How Signal Works inside the Kernel

Preface

“What will happen if a kernel thread, i.e., the softirq thread receives a terminating signal? Will it die or not?”. Recently, perhaps because the research of the kernel concurrency issues is about to drive me crazy, such a question hits me one night. After some quick thinkings, I finally got embarrassed by the complete ignorance of the signal implementation. So this post will try to catch the reader up with the rough details of the signal internal.

Leveraging signal in user-space

For a user-space C/C++ program, these is a function with prototype sighandler_t signal(int signum, sighandler_t handler) that help the programer to register a customized signal handler. You can refer to the manual SIGNAL(2) for the descriptions and below present a simple demo of registerring a handler to handle dividing-zero issue from stackoverflow.

int sigaction(int signum, const struct sigaction *act, struct sigaction *oldact) is also a nice choice for registerring or changing handler

#include <stdio.h>
#include <signal.h>
#include <setjmp.h>
#include <string.h>

jmp_buf fpe;

void handler(int signum)
{
    // Do stuff here then return to execution below
    printf("inside handler\n");
    longjmp(fpe, 1);
}

int main()
{
    volatile int i, j;
    for(i = 0; i < 10; i++) 
    {
        // Call signal handler for SIGFPE
        struct sigaction act;
        struct sigaction oldact;
        memset(&act, 0, sizeof(act));
        act.sa_handler = handler;
        act.sa_flags = SA_NODEFER | SA_NOMASK;
        sigaction(SIGFPE, &act, &oldact);

        if (0 == setjmp(fpe))
        {
            j = i / 0;
            sigaction(SIGFPE, &oldact, &act);
        } else {
            sigaction(SIGFPE, &oldact, &act);
            /* handle SIGFPE */
        }
    }

    printf("After for loop");

    return 0;
}

Run this program you will get below output

$ ./a.out
inside handler
inside handler
inside handler
inside handler
inside handler
inside handler
inside handler
inside handler
inside handler
inside handler
After for loop

Cool, at least you know that the program will not be terminated when dividing zero. But you may wonder what is the setjmp and longjmp. In short, these two are helpers that glibc provides for error handling. When you call longjmp within a registered handler, the control flow will be finally altered as if just return back from the function setjmp. This is the reason why the for loop can continue.

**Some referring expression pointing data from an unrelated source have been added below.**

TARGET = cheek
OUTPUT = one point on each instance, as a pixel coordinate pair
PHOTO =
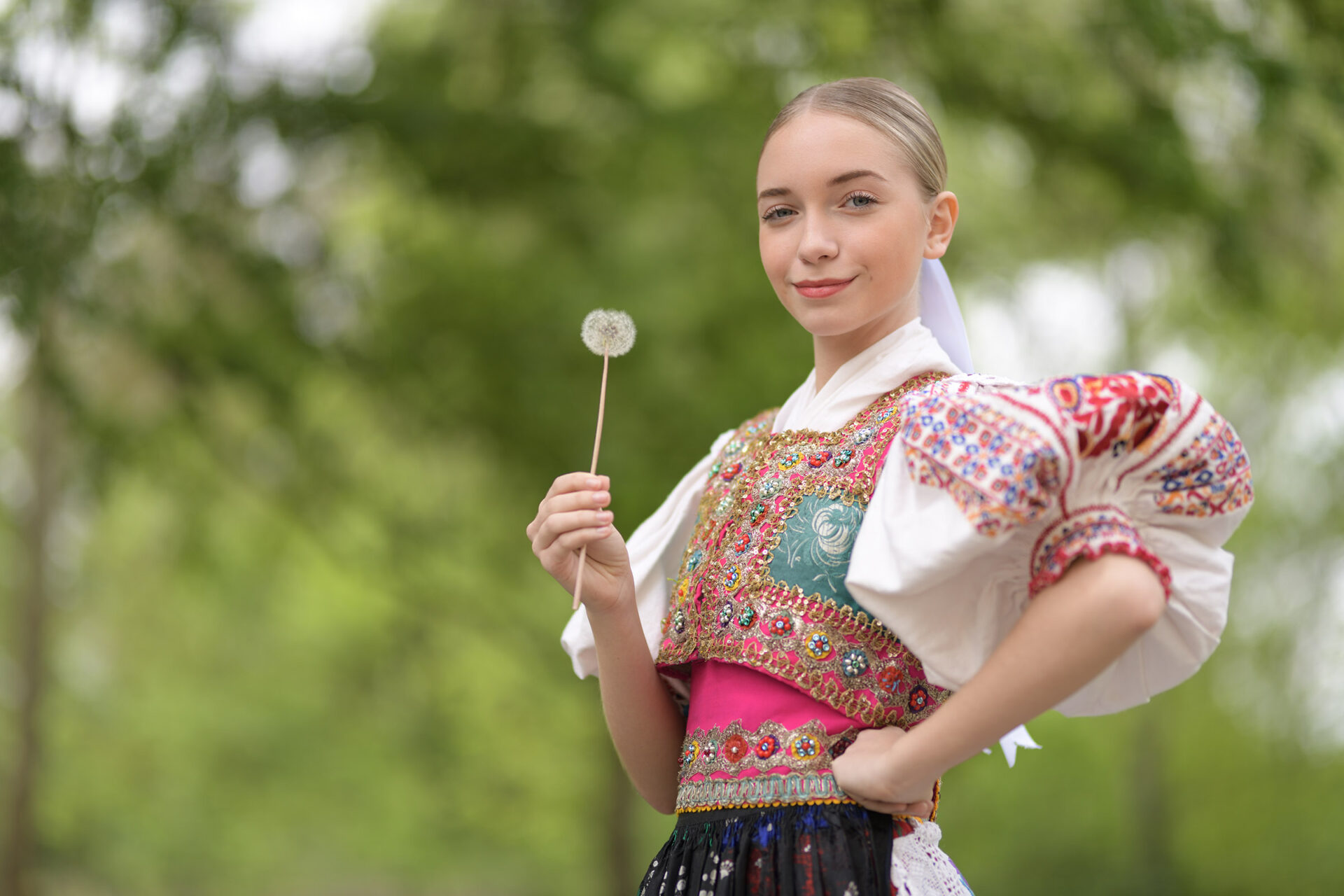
(776, 254)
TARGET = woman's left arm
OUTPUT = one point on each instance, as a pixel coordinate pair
(1066, 637)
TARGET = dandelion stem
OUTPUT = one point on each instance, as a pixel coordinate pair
(597, 447)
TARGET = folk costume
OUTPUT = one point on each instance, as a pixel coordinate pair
(853, 558)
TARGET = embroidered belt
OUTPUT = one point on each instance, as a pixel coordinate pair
(792, 766)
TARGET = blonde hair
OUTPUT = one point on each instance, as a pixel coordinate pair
(879, 104)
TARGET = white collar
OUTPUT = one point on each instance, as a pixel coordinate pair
(882, 367)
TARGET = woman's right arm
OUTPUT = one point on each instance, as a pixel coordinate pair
(645, 724)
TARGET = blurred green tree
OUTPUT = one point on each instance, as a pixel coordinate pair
(299, 355)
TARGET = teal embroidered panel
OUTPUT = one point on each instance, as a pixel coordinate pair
(815, 548)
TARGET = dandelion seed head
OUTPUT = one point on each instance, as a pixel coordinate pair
(606, 332)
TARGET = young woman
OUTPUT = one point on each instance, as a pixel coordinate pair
(864, 587)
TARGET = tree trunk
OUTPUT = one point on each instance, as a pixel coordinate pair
(19, 856)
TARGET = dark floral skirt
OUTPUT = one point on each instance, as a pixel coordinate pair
(792, 850)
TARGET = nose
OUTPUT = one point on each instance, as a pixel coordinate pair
(818, 242)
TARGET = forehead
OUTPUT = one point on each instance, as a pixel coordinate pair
(818, 146)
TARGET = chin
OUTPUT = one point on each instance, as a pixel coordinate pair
(825, 321)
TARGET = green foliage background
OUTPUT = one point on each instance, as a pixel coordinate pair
(298, 643)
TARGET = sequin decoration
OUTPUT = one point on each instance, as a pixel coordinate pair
(762, 582)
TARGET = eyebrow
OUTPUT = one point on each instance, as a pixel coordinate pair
(835, 182)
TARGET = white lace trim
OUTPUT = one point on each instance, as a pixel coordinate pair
(920, 868)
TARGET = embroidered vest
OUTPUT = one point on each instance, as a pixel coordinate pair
(762, 580)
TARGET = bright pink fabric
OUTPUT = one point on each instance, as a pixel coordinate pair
(723, 692)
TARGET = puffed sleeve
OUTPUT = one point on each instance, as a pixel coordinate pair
(992, 489)
(655, 550)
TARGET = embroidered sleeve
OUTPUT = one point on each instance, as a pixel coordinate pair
(1062, 451)
(993, 489)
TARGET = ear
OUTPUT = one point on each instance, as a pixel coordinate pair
(942, 220)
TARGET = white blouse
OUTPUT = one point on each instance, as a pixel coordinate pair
(990, 492)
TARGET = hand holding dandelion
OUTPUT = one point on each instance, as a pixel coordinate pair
(610, 335)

Of course not only the control flow is rewind when calling longjmp, the stack is also restored (typically, the stack pointer, possibly the values of other registers and the signal mask. More detailly, Nonvolatile auto variables that are changed between calls to setjmp() and longjmp() are also unpredictable.).

The kernel part

The signal registeration workflow will finally hit the kernel space via syscall. Inside the kernel code kernel/signal.c, there are numbers of system calls exist.

(01) restart_syscall
(02) rt_sigprocmask
(03) rt_sigpending
(04) rt_sigtimedwait
(05) kill
(06) pidfd_send_signal
(07) tgkill
(08) tkill
(09) rt_sigqueueinfo
(10) rt_tgsigqueueinfo
(11) signalstack
(12) sigpending
(13) sigprocmask
(14) rt_sigaction
(15) sigaction
(16) sgetmask
(17) ssetmask
(18) signal
(19) pause
(20) rt_sigsuspend
(21) sigsuspend
... (may ignore some) ...

Well, we cannot cover all these system calls in this post. If you are interested, you can directly read the source code since all these are not quite long and complex.

You may find out that there are “similar” system calls that one has the rt_ prefix while the other is not. Actually, the one with rt_ prefix is newer and always equipped with new feature (like additional argument). Guess we can it irresponsibly that we can always choose to use the rt_ prefixed one.

`signal`

Talk is cheap, just show you the code.

#ifdef __ARCH_WANT_SYS_SIGNAL
/*
 * For backwards compatibility.  Functionality superseded by sigaction.
 */
SYSCALL_DEFINE2(signal, int, sig, __sighandler_t, handler)
{
	struct k_sigaction new_sa, old_sa;
	int ret;

	new_sa.sa.sa_handler = handler;
	new_sa.sa.sa_flags = SA_ONESHOT | SA_NOMASK;
	sigemptyset(&new_sa.sa.sa_mask);

	ret = do_sigaction(sig, &new_sa, &old_sa);

	return ret ? ret : (unsigned long)old_sa.sa.sa_handler;
}
#endif /* __ARCH_WANT_SYS_SIGNAL */

This function actually don’t do much but act as a wrapper of do_sigaction with passing signal and one prepared k_sigaction variable. The do_sigaction code is a little complex compared to this interface function and associate with many unfamilair flag masking and unmasking. No matter what, its pseudo-code is shown as below.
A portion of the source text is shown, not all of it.